Hillery is first elected at the 1951 Irish general election as a Fianna Fáil Teachta Dála (TD) for Clare, and remains in Dáil Éireann until 1973. During this time he serves as Minister for Education (1959–1965), Minister for Industry and Commerce (1965–1966), Minister for Labour (1966–1969) and Minister for Foreign Affairs (1969–1973).

Following Ireland’s successful entry into the European Economic Community in 1973, Hillery is rewarded by becoming the first Irishman to serve on the European Commission, serving until 1976 when he becomes President. In 1976 the Fine GaelLabour Party National Coalition under Liam Cosgrave informs him that he is not being re-appointed to the Commission. He considers returning to medicine, however fate takes a turn when Minister for Defence Paddy Donegan launches a ferocious verbal attack on President Cearbhall Ó Dálaigh, calling him “a thundering disgrace” for referring anti-terrorist legislation to the courts to test its constitutionality. When a furious President Ó Dálaigh resigns, a deeply reluctant Hillery agrees to become the Fianna Fáil candidate for the presidency. Fine Gael and Labour decide it is unwise to put up a candidate in light of the row over Ó Dálaigh’s resignation. As a result, Hillery is elected unopposed, becoming President of Ireland on December 3, 1976.

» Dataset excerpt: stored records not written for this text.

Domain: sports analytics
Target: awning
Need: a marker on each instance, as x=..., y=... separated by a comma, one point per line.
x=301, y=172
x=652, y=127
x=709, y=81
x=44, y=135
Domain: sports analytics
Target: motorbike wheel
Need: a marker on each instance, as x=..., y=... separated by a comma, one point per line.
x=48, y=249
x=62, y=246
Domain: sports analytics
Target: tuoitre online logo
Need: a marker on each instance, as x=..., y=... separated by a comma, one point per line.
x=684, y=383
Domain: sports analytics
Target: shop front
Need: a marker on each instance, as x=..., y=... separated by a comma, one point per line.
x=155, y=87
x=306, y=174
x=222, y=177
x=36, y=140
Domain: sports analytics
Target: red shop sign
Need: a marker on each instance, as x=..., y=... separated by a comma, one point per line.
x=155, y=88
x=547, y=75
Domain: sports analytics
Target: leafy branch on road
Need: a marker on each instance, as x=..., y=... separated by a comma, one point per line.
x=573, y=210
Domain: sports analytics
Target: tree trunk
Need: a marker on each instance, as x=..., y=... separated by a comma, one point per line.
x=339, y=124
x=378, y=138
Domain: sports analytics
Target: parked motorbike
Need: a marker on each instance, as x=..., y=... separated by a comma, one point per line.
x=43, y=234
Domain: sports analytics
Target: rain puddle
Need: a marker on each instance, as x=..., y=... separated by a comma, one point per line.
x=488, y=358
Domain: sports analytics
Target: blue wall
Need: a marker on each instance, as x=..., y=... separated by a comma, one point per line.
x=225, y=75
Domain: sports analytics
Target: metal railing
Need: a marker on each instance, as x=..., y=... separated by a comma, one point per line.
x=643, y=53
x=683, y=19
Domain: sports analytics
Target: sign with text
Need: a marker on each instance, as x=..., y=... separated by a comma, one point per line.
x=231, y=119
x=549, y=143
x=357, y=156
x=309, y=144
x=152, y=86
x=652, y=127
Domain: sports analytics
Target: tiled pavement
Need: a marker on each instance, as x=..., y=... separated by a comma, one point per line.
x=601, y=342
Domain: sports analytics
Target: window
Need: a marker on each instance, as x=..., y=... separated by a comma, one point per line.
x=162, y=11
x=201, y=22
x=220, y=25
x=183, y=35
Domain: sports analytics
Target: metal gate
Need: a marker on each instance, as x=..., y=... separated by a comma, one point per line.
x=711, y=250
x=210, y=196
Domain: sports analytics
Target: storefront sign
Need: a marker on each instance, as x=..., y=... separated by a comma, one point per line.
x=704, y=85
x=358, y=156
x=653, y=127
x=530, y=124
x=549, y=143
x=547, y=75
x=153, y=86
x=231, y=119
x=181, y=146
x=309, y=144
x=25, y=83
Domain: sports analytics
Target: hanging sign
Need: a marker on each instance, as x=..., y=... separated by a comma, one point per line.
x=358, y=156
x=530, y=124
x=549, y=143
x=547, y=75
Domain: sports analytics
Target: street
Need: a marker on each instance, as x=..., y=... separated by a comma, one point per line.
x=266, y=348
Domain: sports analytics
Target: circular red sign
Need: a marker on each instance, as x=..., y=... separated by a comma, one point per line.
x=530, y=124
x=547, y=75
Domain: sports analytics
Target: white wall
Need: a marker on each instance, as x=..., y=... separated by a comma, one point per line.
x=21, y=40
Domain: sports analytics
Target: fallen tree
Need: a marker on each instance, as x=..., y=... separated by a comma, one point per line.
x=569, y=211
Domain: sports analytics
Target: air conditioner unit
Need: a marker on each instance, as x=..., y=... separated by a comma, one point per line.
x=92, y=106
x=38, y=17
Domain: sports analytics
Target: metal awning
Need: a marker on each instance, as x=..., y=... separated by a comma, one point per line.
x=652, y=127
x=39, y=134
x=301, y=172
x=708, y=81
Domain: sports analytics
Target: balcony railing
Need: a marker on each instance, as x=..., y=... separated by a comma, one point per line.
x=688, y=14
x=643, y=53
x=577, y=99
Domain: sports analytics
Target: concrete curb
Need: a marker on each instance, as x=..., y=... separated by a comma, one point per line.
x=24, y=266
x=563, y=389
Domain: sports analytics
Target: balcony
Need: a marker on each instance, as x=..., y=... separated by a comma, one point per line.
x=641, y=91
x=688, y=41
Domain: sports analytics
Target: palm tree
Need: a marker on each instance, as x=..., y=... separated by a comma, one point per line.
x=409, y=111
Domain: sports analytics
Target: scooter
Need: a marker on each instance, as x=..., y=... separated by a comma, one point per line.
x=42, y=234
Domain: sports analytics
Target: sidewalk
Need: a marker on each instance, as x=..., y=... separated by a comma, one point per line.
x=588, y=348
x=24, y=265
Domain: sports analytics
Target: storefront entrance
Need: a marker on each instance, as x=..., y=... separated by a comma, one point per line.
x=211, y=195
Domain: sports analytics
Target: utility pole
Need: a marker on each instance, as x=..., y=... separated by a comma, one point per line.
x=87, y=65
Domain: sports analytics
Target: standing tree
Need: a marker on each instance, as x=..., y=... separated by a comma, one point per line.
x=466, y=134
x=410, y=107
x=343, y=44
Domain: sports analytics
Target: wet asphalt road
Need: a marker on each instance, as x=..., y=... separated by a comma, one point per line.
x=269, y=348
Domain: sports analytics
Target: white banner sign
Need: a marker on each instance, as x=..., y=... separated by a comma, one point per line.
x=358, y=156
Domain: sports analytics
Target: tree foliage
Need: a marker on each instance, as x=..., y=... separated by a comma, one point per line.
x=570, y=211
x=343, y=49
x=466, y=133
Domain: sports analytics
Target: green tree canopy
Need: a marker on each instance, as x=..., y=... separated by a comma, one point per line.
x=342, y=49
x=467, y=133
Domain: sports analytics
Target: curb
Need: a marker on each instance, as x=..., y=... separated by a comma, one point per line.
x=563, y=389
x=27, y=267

When Hillery’s term of office ends in September 1983, he indicates that he does not intend to seek a second term, but he changes his mind when all three political parties plead with him to reconsider. He is returned for a further seven years without an electoral contest. After leaving office in 1990, he retires from politics.

Hillery’s two terms as president, from 1976 to 1990, end before the 1998 Good Friday Agreement, which sets terms for an end to violence in Northern Ireland. But he acts at crucial moments as an emollient influence on the republic’s policies toward the north, and sets a tone that helps pave the way for eventual peace.

Patrick Hillery dies on April 12, 2008 in his Dublin home following a short illness. His family agrees to a full state funeral for the former president. He is buried at St. Fintan’s Cemetery, Sutton, near Dublin. In the graveside oration, Tánaiste Brian Cowen says Hillery was “A humble man of simple tastes, he has been variously described as honourable, decent, intelligent, courteous, warm and engaging. He was all of those things and more.”